I hope you don't mind the self plug: I think Metabase has support for raw SQL, but if you find it hard to translate to Metabase "questions", it sure will be easy to translate into queries in Redash... In Redash you create visualizations from regular SQL queries (although we do support adding parameters and such).
I don't mind the plug at all. I know Metabase supports raw queries, but we're going from normalised schemas to 'flattened' denormalised ones to help the reporting effort.
At the same time, I don't expect the whole organisation to know SQL while I do expect them to make a slight effort to use Metabase's 'Question' interface (if they want data out).
Well done on Redash - It looks and feel very nice. I'll definitely keep an eye on it, but Metabase's 'Questions' and visualisations are a bit more polished for now.

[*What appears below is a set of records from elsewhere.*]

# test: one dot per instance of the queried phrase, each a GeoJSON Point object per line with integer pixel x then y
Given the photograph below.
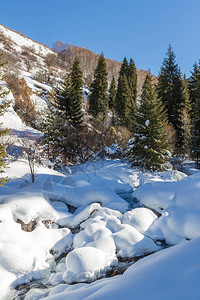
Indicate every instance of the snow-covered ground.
{"type": "Point", "coordinates": [94, 221]}
{"type": "Point", "coordinates": [89, 222]}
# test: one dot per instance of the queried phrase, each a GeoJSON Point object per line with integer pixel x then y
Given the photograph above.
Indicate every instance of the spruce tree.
{"type": "Point", "coordinates": [69, 96]}
{"type": "Point", "coordinates": [112, 94]}
{"type": "Point", "coordinates": [98, 98]}
{"type": "Point", "coordinates": [183, 123]}
{"type": "Point", "coordinates": [3, 108]}
{"type": "Point", "coordinates": [124, 68]}
{"type": "Point", "coordinates": [122, 98]}
{"type": "Point", "coordinates": [63, 96]}
{"type": "Point", "coordinates": [194, 87]}
{"type": "Point", "coordinates": [149, 148]}
{"type": "Point", "coordinates": [76, 95]}
{"type": "Point", "coordinates": [167, 85]}
{"type": "Point", "coordinates": [133, 80]}
{"type": "Point", "coordinates": [126, 101]}
{"type": "Point", "coordinates": [173, 92]}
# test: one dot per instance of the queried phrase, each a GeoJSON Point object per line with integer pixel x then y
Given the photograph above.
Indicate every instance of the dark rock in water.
{"type": "Point", "coordinates": [23, 289]}
{"type": "Point", "coordinates": [27, 227]}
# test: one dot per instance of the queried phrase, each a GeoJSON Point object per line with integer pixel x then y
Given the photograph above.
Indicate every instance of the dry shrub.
{"type": "Point", "coordinates": [23, 104]}
{"type": "Point", "coordinates": [51, 60]}
{"type": "Point", "coordinates": [123, 136]}
{"type": "Point", "coordinates": [171, 136]}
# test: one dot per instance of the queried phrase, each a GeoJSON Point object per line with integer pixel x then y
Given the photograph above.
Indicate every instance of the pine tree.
{"type": "Point", "coordinates": [133, 80]}
{"type": "Point", "coordinates": [182, 115]}
{"type": "Point", "coordinates": [167, 81]}
{"type": "Point", "coordinates": [69, 96]}
{"type": "Point", "coordinates": [194, 87]}
{"type": "Point", "coordinates": [76, 95]}
{"type": "Point", "coordinates": [122, 99]}
{"type": "Point", "coordinates": [126, 101]}
{"type": "Point", "coordinates": [112, 94]}
{"type": "Point", "coordinates": [63, 97]}
{"type": "Point", "coordinates": [173, 92]}
{"type": "Point", "coordinates": [124, 68]}
{"type": "Point", "coordinates": [98, 98]}
{"type": "Point", "coordinates": [3, 108]}
{"type": "Point", "coordinates": [149, 149]}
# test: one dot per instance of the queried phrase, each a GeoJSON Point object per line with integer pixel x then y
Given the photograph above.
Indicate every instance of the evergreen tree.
{"type": "Point", "coordinates": [167, 85]}
{"type": "Point", "coordinates": [112, 94]}
{"type": "Point", "coordinates": [133, 80]}
{"type": "Point", "coordinates": [124, 68]}
{"type": "Point", "coordinates": [122, 98]}
{"type": "Point", "coordinates": [149, 148]}
{"type": "Point", "coordinates": [126, 101]}
{"type": "Point", "coordinates": [182, 115]}
{"type": "Point", "coordinates": [98, 98]}
{"type": "Point", "coordinates": [63, 97]}
{"type": "Point", "coordinates": [194, 87]}
{"type": "Point", "coordinates": [173, 92]}
{"type": "Point", "coordinates": [69, 96]}
{"type": "Point", "coordinates": [3, 108]}
{"type": "Point", "coordinates": [76, 95]}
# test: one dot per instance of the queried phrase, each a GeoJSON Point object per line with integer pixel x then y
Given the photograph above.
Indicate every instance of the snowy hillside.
{"type": "Point", "coordinates": [99, 230]}
{"type": "Point", "coordinates": [76, 228]}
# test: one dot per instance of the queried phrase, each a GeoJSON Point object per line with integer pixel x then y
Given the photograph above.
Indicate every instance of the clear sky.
{"type": "Point", "coordinates": [133, 28]}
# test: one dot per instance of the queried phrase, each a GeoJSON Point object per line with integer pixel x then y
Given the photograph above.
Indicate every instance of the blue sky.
{"type": "Point", "coordinates": [133, 28]}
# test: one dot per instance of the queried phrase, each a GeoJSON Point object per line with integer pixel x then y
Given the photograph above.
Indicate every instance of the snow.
{"type": "Point", "coordinates": [85, 263]}
{"type": "Point", "coordinates": [20, 41]}
{"type": "Point", "coordinates": [93, 219]}
{"type": "Point", "coordinates": [169, 274]}
{"type": "Point", "coordinates": [104, 228]}
{"type": "Point", "coordinates": [179, 204]}
{"type": "Point", "coordinates": [140, 218]}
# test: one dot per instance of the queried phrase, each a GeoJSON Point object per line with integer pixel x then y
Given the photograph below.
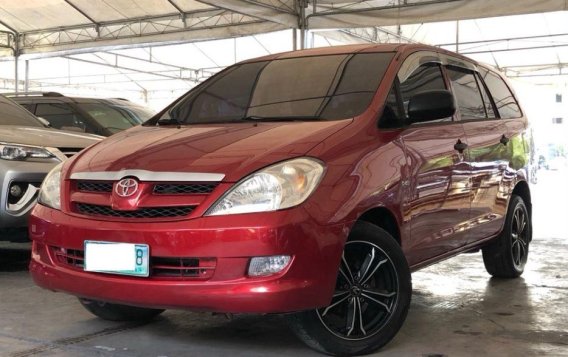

I guess that's the kind of polish VC money buys :-) I went the bootstrap/community route. But I hope that in about two months we will have funds to hire a UI/UX designer to improve the user experience and general look and feel.
> I guess that's the kind of polish VC money buys :-)
quite possibly. I've also read some of their bug threads and they're quite discerning (protective?) of what makes it in from the community. so, money+perfectionism, perhaps.
but honestly - their 'questions' interface is a hell of a lot more fun than sql. thanks to ORMs, my sql knowledge is really quite rusty as well and the simple/constrained "select, filter, aggregate" options on a single table or data source lets me faceroll what I need.
I use both Metabase and Redash in the company that I work for.
Both are really great tools and can replace (at least in part) expensive BI tools.
I'm using both not because they are complementary, but at this moment they have a distinct feature set and no one has all the features that I want/need.
https://redash.io https://github.com/getredash/redash
Disclaimer: I'm the author/founder of Redash.